Culture of risk and reward
Glass is no longer a part of the management team. But if the company’s holiday party is any indication, 2015 was a strong year for Fundry, Yellowstone’s parent company: In a video of the event that has since been taken down from YouTube, scantily clad waitresses serve shots and there’s a fist-pumping speech from Stern, who calls out employees who helped the company reach $420 million in loans during the year. “Lockbox Steve — $65 million!” Stern shouts to raucous applause.
The company is a big player in the high-risk market in merchant cash advances, says Murray of deBanked. Ads to brokers say, “Give us your D sheets,” referring to potential customers with the lowest credit ratings.
Yellowstone Capital did not return phone calls and emails seeking comment for this report.

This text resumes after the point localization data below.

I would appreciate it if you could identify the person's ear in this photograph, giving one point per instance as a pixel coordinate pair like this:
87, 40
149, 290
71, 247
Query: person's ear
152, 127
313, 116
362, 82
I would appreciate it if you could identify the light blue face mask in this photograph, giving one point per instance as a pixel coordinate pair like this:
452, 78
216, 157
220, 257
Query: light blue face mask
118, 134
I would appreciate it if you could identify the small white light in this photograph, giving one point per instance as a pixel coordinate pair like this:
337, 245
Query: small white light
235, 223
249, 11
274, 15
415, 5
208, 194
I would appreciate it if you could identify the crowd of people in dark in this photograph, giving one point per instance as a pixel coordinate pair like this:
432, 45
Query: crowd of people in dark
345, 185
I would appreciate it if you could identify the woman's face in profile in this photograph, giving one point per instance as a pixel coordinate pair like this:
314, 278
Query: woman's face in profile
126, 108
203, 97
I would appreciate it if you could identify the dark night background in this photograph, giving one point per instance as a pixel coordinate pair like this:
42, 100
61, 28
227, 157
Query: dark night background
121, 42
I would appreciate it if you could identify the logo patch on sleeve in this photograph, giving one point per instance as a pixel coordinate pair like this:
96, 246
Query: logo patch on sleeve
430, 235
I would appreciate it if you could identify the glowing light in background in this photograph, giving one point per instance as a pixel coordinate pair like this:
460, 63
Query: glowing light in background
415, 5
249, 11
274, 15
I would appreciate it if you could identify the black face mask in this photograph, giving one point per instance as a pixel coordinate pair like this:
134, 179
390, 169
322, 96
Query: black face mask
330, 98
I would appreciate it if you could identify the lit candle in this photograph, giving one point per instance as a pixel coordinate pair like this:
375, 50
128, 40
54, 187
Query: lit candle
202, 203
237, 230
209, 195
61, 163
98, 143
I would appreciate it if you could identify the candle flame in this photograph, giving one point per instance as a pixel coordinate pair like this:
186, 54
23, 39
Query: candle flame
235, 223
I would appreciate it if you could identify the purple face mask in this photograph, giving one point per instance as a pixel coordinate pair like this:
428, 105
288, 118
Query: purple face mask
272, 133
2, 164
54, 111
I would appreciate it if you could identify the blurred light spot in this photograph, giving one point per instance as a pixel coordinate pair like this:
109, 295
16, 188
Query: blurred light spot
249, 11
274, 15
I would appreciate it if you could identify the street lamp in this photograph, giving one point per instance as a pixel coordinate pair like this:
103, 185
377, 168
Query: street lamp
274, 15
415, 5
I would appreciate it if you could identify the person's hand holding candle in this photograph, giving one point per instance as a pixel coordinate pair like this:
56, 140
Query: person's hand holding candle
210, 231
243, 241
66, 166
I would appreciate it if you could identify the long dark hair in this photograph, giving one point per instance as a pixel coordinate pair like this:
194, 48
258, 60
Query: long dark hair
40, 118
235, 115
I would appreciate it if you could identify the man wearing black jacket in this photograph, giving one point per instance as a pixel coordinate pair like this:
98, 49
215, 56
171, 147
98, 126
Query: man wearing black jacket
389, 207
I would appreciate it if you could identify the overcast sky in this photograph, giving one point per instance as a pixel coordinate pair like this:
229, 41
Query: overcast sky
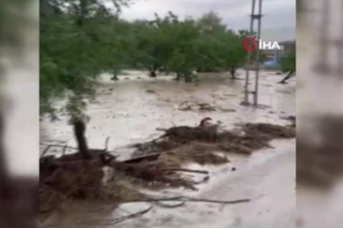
278, 22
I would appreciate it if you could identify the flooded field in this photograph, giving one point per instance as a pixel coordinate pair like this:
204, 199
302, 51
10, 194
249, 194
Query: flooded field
129, 111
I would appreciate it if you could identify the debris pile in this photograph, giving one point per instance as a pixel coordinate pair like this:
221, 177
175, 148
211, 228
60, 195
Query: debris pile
159, 162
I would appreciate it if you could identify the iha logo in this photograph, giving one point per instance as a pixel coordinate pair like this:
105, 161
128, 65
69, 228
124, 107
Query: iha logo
251, 44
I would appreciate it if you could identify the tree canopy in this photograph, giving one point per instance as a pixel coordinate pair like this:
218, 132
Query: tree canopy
82, 38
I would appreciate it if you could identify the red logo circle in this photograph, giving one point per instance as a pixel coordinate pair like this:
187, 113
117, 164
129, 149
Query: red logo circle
250, 44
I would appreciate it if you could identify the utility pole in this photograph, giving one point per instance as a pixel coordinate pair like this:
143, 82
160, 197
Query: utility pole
254, 16
322, 62
258, 17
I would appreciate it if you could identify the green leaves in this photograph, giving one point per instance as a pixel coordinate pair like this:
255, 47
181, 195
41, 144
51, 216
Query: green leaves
82, 38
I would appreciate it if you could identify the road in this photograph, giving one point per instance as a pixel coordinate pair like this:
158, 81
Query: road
268, 178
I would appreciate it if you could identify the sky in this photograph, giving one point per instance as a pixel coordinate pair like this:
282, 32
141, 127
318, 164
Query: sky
278, 22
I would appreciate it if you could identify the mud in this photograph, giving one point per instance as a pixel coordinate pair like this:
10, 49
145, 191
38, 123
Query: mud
126, 113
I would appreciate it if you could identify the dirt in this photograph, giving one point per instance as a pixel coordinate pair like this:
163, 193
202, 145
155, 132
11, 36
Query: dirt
71, 177
130, 115
320, 165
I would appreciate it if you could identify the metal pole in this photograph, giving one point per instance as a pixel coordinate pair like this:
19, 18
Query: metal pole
246, 86
340, 49
258, 54
322, 62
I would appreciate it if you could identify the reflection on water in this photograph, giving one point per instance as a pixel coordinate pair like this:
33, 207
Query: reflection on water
131, 109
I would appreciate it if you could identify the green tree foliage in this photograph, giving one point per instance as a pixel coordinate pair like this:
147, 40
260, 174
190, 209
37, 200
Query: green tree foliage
80, 39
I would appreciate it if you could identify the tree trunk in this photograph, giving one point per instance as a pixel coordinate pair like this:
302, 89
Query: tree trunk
153, 71
289, 75
233, 73
178, 77
115, 75
79, 132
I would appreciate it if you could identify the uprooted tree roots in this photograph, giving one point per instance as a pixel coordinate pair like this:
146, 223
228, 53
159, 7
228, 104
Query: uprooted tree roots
158, 161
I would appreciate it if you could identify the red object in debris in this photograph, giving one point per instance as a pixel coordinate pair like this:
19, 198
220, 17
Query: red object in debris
205, 122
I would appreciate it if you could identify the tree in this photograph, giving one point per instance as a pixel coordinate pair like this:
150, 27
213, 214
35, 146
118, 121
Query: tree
287, 63
68, 65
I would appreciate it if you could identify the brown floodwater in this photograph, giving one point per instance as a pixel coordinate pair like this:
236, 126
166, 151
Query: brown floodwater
130, 110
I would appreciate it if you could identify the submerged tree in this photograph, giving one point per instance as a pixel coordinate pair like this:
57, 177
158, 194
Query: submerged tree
74, 51
288, 65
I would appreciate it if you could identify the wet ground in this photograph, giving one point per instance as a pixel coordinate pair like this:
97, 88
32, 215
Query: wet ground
131, 109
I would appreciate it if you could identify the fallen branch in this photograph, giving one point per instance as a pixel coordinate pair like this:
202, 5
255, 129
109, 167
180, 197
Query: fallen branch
45, 151
171, 205
189, 199
57, 145
187, 171
111, 222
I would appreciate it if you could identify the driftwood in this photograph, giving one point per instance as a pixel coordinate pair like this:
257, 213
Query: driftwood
189, 199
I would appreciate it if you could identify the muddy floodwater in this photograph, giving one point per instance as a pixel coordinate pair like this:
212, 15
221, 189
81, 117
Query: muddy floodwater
130, 110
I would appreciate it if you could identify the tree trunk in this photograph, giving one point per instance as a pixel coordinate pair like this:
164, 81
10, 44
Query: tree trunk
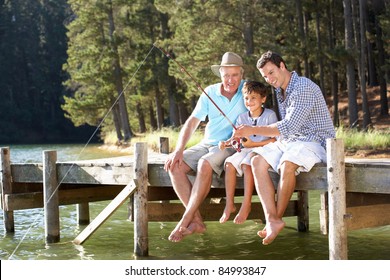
117, 124
379, 8
366, 109
152, 117
351, 82
247, 32
333, 65
141, 118
301, 30
124, 117
319, 52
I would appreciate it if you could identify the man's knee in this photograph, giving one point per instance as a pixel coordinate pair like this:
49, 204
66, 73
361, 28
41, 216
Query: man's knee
179, 170
288, 167
259, 163
204, 167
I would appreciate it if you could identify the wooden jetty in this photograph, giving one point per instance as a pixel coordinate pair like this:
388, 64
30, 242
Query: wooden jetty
354, 194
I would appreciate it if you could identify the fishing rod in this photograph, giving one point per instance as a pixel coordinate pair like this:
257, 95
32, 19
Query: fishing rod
197, 84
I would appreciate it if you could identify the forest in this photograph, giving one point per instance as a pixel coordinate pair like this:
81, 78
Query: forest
69, 67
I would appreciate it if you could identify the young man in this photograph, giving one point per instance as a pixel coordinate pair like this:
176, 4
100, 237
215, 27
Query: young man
303, 130
205, 158
255, 95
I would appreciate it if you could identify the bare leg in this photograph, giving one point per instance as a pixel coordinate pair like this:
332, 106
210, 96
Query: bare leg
230, 186
266, 192
192, 221
286, 186
248, 191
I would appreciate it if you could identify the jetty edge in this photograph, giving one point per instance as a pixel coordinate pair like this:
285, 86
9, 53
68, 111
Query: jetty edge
355, 194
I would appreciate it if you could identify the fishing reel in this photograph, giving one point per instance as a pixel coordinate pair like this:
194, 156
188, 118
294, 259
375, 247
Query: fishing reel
237, 144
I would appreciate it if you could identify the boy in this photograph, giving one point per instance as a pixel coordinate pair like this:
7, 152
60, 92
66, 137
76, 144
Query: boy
255, 95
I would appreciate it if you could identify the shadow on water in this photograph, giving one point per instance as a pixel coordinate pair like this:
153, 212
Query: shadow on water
114, 239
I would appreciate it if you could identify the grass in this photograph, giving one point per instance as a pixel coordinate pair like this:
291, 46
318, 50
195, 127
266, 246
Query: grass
353, 139
364, 140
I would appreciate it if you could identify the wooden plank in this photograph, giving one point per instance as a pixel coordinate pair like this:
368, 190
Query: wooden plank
107, 212
31, 200
6, 188
140, 199
50, 197
337, 205
367, 216
210, 211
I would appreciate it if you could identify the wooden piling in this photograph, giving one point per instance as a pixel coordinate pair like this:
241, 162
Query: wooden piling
83, 213
141, 240
50, 197
164, 145
303, 211
6, 188
337, 200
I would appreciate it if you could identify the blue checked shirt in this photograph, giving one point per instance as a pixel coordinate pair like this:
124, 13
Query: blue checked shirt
305, 115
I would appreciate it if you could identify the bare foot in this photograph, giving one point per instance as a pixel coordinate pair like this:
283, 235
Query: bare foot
176, 235
226, 213
180, 232
262, 233
242, 214
272, 230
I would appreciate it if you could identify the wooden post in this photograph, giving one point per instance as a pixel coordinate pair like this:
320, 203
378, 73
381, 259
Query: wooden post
337, 200
50, 197
83, 213
107, 212
6, 188
303, 211
164, 145
141, 240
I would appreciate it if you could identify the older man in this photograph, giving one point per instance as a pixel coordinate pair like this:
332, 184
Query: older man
206, 157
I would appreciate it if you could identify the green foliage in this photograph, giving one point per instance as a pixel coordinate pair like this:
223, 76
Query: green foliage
354, 139
58, 57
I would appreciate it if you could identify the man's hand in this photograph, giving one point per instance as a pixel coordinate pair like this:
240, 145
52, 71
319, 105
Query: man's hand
174, 158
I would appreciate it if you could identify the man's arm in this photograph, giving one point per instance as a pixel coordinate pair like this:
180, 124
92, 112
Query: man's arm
176, 157
267, 130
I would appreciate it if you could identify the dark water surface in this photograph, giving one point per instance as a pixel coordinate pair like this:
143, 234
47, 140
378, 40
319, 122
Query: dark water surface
114, 239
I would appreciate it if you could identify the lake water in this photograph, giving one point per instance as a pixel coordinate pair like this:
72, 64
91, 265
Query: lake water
114, 239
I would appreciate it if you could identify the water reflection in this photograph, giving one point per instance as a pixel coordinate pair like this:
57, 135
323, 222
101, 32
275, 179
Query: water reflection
114, 239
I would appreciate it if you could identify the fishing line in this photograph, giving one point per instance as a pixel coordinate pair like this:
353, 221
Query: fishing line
197, 84
85, 146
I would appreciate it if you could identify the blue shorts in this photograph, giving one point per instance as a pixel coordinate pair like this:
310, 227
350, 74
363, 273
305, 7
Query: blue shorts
211, 153
304, 154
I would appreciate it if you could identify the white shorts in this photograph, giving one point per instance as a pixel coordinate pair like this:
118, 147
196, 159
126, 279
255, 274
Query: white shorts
304, 154
240, 158
211, 153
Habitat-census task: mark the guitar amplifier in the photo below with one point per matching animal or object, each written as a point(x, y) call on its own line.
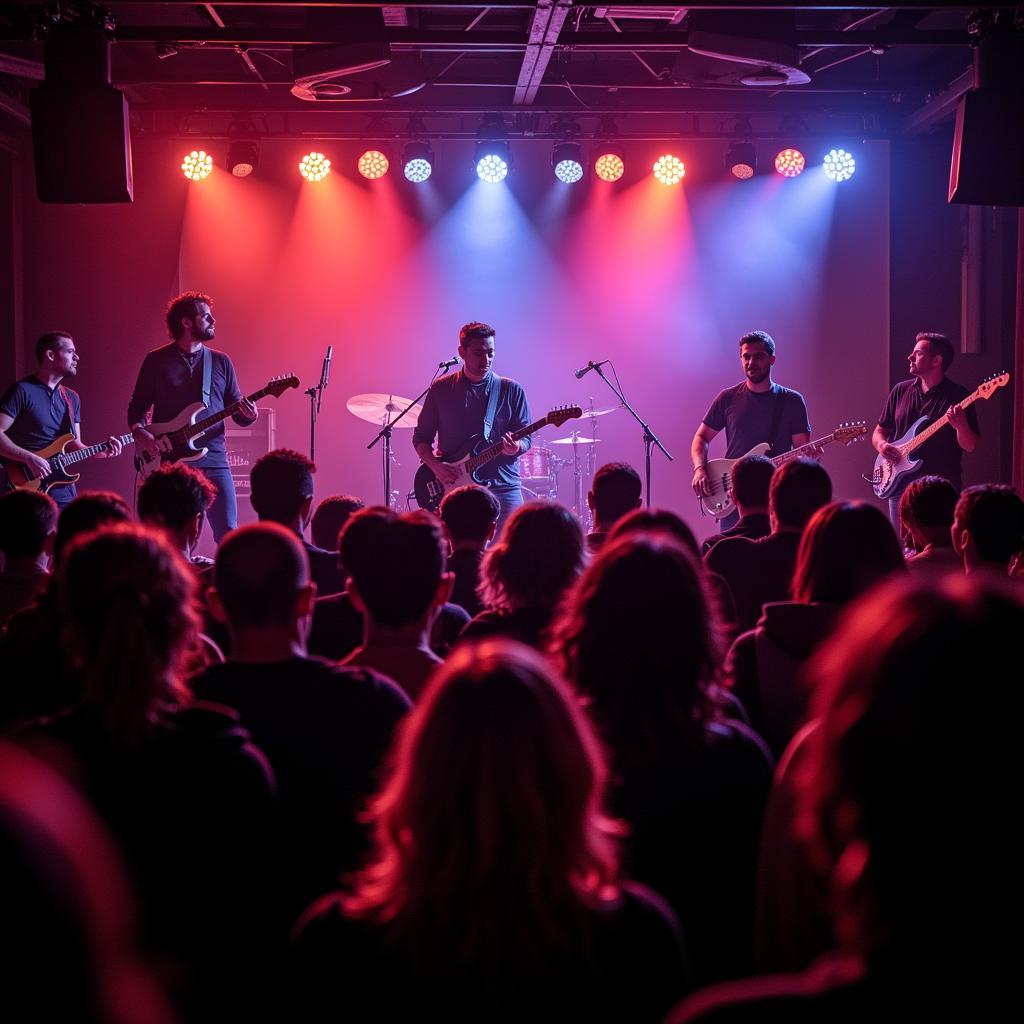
point(245, 445)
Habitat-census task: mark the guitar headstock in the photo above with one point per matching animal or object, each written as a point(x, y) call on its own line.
point(990, 385)
point(559, 416)
point(279, 385)
point(847, 433)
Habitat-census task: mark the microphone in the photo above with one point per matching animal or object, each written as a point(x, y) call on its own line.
point(590, 366)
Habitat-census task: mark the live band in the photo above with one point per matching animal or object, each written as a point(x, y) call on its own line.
point(472, 424)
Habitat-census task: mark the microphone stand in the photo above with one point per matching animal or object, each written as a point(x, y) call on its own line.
point(649, 437)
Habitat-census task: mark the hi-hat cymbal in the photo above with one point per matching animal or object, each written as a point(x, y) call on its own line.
point(576, 439)
point(378, 408)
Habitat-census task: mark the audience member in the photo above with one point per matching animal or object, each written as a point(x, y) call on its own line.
point(495, 892)
point(282, 484)
point(614, 493)
point(525, 574)
point(639, 641)
point(470, 517)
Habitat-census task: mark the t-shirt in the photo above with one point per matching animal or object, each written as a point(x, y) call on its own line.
point(745, 417)
point(940, 455)
point(168, 384)
point(454, 411)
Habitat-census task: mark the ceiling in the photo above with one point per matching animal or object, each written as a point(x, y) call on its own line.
point(348, 70)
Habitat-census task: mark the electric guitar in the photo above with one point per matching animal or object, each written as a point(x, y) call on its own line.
point(22, 476)
point(886, 475)
point(720, 503)
point(185, 428)
point(473, 455)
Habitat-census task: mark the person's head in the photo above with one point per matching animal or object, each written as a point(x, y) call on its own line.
point(539, 554)
point(902, 796)
point(638, 637)
point(282, 483)
point(470, 515)
point(846, 548)
point(261, 580)
point(932, 354)
point(656, 521)
point(176, 497)
point(476, 346)
point(55, 353)
point(757, 352)
point(395, 565)
point(798, 489)
point(751, 481)
point(331, 515)
point(128, 604)
point(189, 315)
point(988, 526)
point(88, 511)
point(926, 511)
point(491, 837)
point(614, 493)
point(28, 523)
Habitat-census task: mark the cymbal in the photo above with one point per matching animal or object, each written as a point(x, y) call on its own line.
point(576, 439)
point(377, 408)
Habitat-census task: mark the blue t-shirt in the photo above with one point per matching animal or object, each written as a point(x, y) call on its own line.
point(745, 417)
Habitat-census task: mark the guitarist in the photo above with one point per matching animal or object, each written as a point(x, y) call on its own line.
point(457, 407)
point(928, 392)
point(38, 410)
point(184, 372)
point(756, 410)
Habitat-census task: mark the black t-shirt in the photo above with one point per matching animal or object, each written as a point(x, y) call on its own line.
point(940, 455)
point(745, 417)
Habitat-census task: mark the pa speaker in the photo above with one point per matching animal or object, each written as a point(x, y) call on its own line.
point(988, 150)
point(81, 143)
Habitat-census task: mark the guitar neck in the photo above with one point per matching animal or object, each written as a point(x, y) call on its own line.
point(496, 450)
point(71, 457)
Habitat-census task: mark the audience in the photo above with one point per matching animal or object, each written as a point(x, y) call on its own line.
point(614, 493)
point(525, 574)
point(470, 517)
point(495, 892)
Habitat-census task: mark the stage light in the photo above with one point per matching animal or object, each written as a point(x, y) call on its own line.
point(567, 161)
point(373, 164)
point(197, 165)
point(790, 163)
point(839, 165)
point(243, 156)
point(741, 160)
point(314, 167)
point(609, 166)
point(669, 169)
point(418, 162)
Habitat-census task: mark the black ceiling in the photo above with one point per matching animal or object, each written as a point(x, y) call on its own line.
point(637, 69)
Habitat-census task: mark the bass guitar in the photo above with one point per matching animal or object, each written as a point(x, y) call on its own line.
point(719, 503)
point(475, 454)
point(886, 475)
point(185, 429)
point(22, 476)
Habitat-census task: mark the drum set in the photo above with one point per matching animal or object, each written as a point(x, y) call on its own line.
point(540, 466)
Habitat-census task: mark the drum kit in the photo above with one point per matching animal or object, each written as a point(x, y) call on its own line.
point(539, 466)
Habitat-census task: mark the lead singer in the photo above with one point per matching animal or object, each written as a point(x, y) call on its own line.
point(456, 408)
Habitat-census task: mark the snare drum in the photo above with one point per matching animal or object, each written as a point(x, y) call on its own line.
point(537, 464)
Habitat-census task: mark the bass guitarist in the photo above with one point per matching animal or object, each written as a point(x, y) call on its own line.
point(184, 372)
point(38, 410)
point(929, 393)
point(475, 400)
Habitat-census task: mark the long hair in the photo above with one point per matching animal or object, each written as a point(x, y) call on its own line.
point(540, 553)
point(846, 548)
point(491, 841)
point(639, 639)
point(128, 601)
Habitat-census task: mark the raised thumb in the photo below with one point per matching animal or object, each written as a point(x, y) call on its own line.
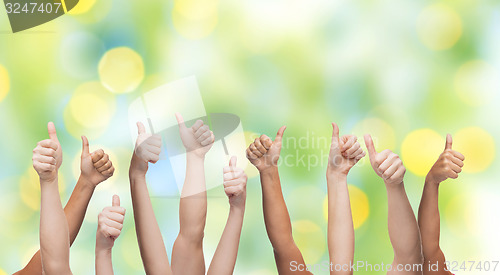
point(116, 200)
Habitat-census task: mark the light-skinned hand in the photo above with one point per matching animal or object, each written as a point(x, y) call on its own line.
point(448, 165)
point(110, 224)
point(345, 152)
point(47, 156)
point(197, 139)
point(147, 147)
point(386, 164)
point(264, 153)
point(235, 183)
point(95, 167)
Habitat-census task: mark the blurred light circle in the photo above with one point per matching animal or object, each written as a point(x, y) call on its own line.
point(382, 133)
point(89, 110)
point(360, 206)
point(29, 188)
point(194, 27)
point(80, 53)
point(460, 215)
point(478, 147)
point(310, 240)
point(121, 70)
point(477, 82)
point(420, 149)
point(4, 82)
point(439, 27)
point(83, 6)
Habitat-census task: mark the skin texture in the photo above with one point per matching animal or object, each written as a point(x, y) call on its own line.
point(92, 173)
point(235, 181)
point(187, 252)
point(403, 228)
point(110, 224)
point(153, 252)
point(448, 165)
point(345, 152)
point(264, 154)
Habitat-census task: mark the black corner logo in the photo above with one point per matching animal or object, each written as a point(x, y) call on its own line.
point(26, 14)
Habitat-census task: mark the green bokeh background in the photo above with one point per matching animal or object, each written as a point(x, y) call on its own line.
point(298, 63)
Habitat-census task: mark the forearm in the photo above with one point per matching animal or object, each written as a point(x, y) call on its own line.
point(54, 236)
point(276, 217)
point(224, 258)
point(103, 262)
point(152, 248)
point(340, 224)
point(429, 220)
point(193, 202)
point(403, 228)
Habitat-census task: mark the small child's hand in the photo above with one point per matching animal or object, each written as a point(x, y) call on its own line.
point(198, 138)
point(386, 164)
point(345, 152)
point(263, 153)
point(448, 165)
point(95, 167)
point(235, 182)
point(110, 224)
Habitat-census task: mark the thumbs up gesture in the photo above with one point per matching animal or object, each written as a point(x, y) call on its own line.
point(235, 182)
point(110, 224)
point(345, 152)
point(197, 139)
point(386, 164)
point(147, 146)
point(47, 156)
point(95, 167)
point(448, 165)
point(264, 153)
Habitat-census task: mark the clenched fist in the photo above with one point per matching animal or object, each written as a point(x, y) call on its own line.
point(110, 224)
point(235, 184)
point(386, 164)
point(345, 152)
point(264, 153)
point(47, 155)
point(147, 146)
point(448, 165)
point(95, 167)
point(197, 139)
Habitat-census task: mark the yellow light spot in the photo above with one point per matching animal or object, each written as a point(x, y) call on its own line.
point(310, 240)
point(439, 27)
point(29, 188)
point(195, 19)
point(477, 82)
point(478, 147)
point(121, 70)
point(420, 149)
point(382, 133)
point(89, 111)
point(360, 206)
point(83, 6)
point(4, 82)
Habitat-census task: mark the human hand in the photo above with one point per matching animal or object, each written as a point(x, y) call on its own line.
point(47, 156)
point(147, 148)
point(448, 165)
point(197, 139)
point(386, 164)
point(345, 152)
point(263, 153)
point(235, 184)
point(110, 224)
point(95, 167)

'Take advantage of opportunities'
How does Shepherd of CC Sales Pro deal with any unease about the product? Make sure the client is someone for whom the high interest rate is worth the speed and delivery of the cash, he says.
For example, a pizza shop owner’s oven was destroyed in a fire. While the owner was waiting for a $30,000 check from his insurance company, he found a used oven for $15,000. “So he knew that money was coming, and he could get his business up and running faster,” says Shepherd, who says he got a $50,000 merchant cash advance for his own business in 2012.
“I always tell business owners, don’t get a merchant cash advance to solve your problems, get a cash advance to take advantage of opportunities,” he says. “If you get a merchant cash advance to solve problems — like cash flow or making payroll — you’re only throwing fuel on the fire.”